After extensive experimentation with various parameters for TF-IDF vectorization and Latent Dirichlet Allocation (LDA) modeling, we have identified a configuration that appears to be well-suited for our project needs. Our goal was to uncover meaningful and distinct topics within a large dataset of cryptocurrency news articles, which required a careful balance between the breadth of vocabulary and the depth of topics extracted.

### Final Parameters

The final parameters that yielded the most relevant and interpretable topics were as follows:
- **TF-IDF Vectorization**: `max_df=0.90` and `min_df=50`, with English stop words excluded. This setup produced a TF-IDF matrix with a shape of (8113, 571), indicating that our corpus of 8113 documents was distilled down to 571 significant terms. These parameters helped in focusing on words that are prevalent enough to be informative but not so common as to be ubiquitous across documents.
- **LDA Modeling**: We chose `n_components=15` to identify a diverse range of topics, with a `learning_decay` of 0.7 to optimize the learning rate, and `max_iter=20` to ensure convergence. The `random_state` was set to 42 for reproducibility, and `verbose=10` for detailed logging during the model fitting process.

### Interpretation of Model Outputs

The LDA model revealed 15 distinct topics, each representing a unique aspect of the cryptocurrency domain. We can groups them into 5 overarching themes based on their content:

- **Topics Overview**:
  - **Regulatory and Legal Aspects**: Topics like banking regulations and legal claims within the crypto space (Topic 1).
  - **Technical and Market Analysis**: Deep dives into bitcoin mining, transaction analysis, and market movements (Topics 2, 5, 7, 11).
  - **Economic Factors**: Examination of federal rates, inflation, and their impact on cryptocurrencies (Topic 6).
  - **Specific Events and Sectors**: Insight into significant events like the FTX collapse (Topic 10) and focuses on sectors such as digital asset investment (Topic 3).
  - **Innovation and Development**: Discussions on blockchain technology and its future developments (Topic 14).

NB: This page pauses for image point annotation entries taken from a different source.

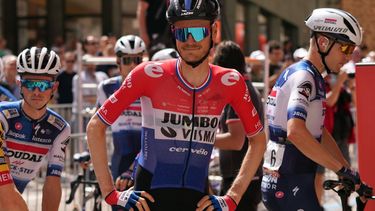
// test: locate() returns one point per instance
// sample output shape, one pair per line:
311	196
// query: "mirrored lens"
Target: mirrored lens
32	85
129	60
198	33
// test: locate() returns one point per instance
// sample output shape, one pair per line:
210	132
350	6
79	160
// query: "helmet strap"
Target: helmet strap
324	54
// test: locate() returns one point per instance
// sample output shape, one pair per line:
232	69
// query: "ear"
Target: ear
323	42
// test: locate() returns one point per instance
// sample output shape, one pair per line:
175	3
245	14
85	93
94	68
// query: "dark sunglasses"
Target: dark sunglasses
346	48
198	33
32	85
129	60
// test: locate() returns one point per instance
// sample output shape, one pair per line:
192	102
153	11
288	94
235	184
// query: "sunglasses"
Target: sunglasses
129	60
346	48
198	33
32	85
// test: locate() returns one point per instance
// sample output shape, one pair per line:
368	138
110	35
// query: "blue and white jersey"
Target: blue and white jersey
298	93
28	142
128	124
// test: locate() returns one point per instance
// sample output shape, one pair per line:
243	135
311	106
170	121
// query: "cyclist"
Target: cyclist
32	131
296	110
164	54
10	198
182	100
126	130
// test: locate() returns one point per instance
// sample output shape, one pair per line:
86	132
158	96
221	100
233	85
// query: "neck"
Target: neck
32	112
195	76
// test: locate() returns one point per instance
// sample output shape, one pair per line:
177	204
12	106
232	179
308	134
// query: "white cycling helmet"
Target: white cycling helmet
129	44
164	54
337	23
39	61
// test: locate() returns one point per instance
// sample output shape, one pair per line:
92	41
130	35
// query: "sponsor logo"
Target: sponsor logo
330	29
200	151
230	78
330	20
16	135
295	190
58	123
113	99
18	126
305	89
271	101
42	140
10	113
279	194
154	70
200	128
24	156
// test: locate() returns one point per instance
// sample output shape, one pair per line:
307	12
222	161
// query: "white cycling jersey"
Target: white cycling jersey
298	93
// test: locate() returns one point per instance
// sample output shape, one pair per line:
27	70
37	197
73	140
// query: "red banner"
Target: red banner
365	87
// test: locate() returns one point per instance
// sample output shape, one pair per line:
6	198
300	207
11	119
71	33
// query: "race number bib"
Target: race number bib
273	156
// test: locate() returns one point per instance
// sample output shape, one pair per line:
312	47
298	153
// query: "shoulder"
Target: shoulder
56	120
10	109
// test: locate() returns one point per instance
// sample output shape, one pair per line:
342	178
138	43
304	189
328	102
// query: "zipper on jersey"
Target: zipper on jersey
190	141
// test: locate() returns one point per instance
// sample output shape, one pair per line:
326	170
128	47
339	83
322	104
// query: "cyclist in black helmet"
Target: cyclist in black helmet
182	100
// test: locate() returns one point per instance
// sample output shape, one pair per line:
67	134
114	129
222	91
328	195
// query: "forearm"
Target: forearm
250	164
51	194
96	140
330	144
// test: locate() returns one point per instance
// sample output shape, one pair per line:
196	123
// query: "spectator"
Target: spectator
153	26
10	75
257	66
65	78
3	48
91	45
229	55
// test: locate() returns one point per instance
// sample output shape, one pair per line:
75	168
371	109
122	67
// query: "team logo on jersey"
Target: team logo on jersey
58	123
113	99
230	78
279	194
154	70
18	126
10	113
305	89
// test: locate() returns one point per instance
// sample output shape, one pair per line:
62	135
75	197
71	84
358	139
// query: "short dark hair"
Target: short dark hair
273	45
228	54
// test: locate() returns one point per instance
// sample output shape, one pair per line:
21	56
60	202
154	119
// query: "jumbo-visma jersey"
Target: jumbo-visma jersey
28	142
179	121
298	93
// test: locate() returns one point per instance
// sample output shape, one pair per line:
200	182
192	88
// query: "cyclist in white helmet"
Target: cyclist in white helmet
296	110
33	132
164	54
126	131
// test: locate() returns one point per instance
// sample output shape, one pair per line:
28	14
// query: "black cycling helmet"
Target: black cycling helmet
192	10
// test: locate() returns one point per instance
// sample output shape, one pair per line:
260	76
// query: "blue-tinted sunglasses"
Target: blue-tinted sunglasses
198	33
32	85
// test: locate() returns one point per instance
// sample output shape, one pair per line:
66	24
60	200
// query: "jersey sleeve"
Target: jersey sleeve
56	156
301	88
131	89
101	95
243	106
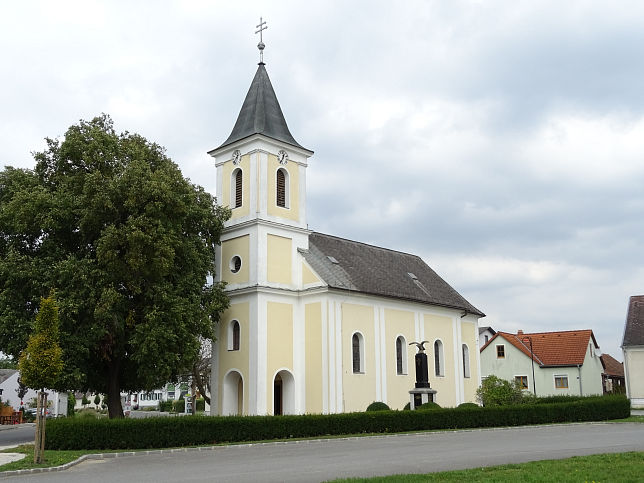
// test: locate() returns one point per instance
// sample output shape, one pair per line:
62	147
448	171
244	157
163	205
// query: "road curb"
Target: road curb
124	454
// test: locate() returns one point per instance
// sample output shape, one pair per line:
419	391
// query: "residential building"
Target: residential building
633	348
565	362
9	388
319	323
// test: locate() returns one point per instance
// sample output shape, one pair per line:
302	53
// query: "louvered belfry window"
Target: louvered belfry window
281	189
238	188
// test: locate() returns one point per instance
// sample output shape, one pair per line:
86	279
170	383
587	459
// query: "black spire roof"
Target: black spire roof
261	113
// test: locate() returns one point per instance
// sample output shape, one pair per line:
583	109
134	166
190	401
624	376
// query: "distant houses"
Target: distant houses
546	363
633	347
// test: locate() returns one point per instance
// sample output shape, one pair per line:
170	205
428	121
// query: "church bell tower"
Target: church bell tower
261	177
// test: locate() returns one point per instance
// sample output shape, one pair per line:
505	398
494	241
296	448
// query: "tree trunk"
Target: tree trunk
44	425
114	407
37	445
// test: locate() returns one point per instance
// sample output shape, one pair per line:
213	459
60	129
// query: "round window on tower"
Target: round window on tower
235	264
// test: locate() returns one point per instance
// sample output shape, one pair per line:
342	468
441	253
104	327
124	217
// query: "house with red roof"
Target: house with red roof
633	347
546	363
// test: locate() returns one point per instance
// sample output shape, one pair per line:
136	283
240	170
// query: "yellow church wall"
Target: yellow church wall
279	259
439	327
468	336
359	389
292	212
398	322
235	246
224	198
229	359
308	276
279	343
313	362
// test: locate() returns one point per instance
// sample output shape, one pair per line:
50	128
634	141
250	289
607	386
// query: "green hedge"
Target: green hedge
164	432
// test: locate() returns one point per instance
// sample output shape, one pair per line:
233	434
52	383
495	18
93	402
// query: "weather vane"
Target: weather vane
260	28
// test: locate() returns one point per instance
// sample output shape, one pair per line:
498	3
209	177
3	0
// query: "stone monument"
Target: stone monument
422	392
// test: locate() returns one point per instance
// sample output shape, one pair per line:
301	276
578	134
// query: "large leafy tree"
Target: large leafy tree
108	220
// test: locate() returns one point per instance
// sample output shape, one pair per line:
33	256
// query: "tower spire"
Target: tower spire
260	28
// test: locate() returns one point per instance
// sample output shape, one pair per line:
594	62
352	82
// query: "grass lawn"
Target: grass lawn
622	467
57	458
52	458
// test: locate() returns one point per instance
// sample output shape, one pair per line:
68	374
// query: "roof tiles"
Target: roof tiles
564	348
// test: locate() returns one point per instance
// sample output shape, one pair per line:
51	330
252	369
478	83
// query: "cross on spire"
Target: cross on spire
260	28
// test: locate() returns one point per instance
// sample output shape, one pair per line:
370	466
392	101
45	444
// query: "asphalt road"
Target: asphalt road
341	458
23	433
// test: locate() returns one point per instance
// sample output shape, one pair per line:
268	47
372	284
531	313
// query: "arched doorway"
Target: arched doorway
283	393
233	394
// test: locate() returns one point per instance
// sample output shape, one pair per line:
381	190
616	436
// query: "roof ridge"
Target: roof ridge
366	244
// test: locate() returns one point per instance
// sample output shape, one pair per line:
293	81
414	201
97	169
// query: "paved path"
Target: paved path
382	455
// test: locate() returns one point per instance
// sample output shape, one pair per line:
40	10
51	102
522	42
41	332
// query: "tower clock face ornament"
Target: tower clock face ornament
236	157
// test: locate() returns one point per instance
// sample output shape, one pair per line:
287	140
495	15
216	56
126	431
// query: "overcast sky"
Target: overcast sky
501	141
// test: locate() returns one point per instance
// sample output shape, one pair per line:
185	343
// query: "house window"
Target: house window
438	359
282	188
521	381
401	355
500	352
561	382
357	346
233	336
235	264
236	188
466	361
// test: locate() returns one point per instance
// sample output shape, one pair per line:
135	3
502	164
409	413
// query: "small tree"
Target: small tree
41	363
498	392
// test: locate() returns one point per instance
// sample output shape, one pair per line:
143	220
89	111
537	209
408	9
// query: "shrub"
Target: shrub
378	406
469	405
165	406
165	432
498	392
428	405
200	404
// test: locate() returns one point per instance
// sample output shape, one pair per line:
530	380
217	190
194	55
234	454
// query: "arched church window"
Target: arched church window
438	359
401	355
233	336
466	361
357	346
281	184
236	188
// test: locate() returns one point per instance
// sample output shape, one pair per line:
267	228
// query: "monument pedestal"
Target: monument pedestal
420	395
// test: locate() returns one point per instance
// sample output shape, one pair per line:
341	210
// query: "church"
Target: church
317	323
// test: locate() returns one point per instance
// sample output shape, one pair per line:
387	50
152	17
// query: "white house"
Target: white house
633	347
9	385
563	363
319	323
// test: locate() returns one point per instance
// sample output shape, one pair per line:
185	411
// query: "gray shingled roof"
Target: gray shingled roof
634	330
378	271
261	113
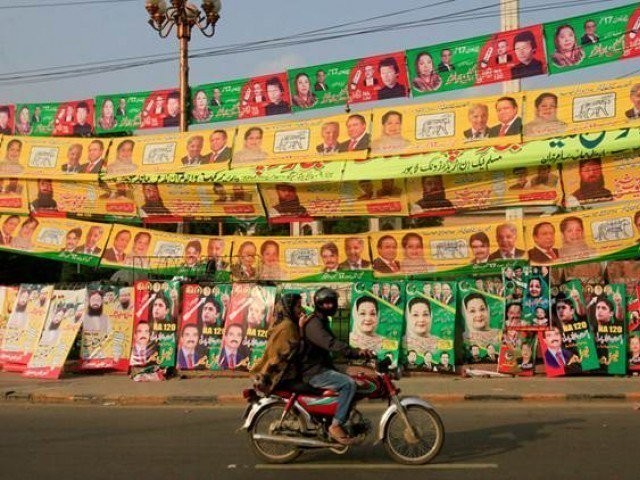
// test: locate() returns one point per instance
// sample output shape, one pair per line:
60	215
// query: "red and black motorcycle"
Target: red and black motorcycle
296	417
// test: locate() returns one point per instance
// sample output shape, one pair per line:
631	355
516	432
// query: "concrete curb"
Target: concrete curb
221	400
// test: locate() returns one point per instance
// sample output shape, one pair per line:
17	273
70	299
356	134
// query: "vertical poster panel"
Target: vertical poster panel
592	39
216	102
477	61
61	327
204	308
430	317
7	119
320	86
156	323
482	315
110	310
378	78
265	96
377	318
25	325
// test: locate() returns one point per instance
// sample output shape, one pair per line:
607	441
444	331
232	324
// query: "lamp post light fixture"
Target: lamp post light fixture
184	16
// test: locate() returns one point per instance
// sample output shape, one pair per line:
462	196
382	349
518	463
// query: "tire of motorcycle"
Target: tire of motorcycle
266	423
429	432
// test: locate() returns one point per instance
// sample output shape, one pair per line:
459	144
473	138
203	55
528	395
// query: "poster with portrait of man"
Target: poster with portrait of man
482	314
430	317
110	310
593	39
204	309
155	331
377	318
60	330
320	86
477	61
378	78
24	327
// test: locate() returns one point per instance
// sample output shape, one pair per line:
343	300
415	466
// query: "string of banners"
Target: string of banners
555	47
519	318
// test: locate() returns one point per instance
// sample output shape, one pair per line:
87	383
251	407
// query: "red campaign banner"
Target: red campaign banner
7	116
161	109
74	119
379	78
512	55
265	96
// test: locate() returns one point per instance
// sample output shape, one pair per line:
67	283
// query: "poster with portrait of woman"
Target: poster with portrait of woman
24	327
430	317
377	318
320	86
155	331
483	319
204	308
63	321
110	308
593	39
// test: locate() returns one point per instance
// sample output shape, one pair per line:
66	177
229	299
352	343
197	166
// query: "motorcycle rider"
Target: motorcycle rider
317	366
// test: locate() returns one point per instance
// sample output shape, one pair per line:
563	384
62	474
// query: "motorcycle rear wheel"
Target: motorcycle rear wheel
429	432
266	422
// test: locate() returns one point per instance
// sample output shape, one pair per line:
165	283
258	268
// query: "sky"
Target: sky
46	34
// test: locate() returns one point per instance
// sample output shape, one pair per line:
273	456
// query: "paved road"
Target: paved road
484	440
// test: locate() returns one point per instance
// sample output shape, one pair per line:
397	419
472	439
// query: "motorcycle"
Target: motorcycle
296	417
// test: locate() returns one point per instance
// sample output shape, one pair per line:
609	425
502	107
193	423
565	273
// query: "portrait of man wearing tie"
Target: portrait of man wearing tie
510	122
544	236
634	95
506	236
359	139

The topics identified provide a comprehensive overview of the cryptocurrency news landscape, from economic and regulatory discussions to technological advancements and market analysis.


The chosen parameters for TF-IDF vectorization and LDA modeling have successfully facilitated the extraction of meaningful topics from our cryptocurrency news dataset. The resulting topics are not only interpretable and relevant but also cover a broad spectrum of discussions within the cryptocurrency domain, making them invaluable for further analysis and insights generation in our project.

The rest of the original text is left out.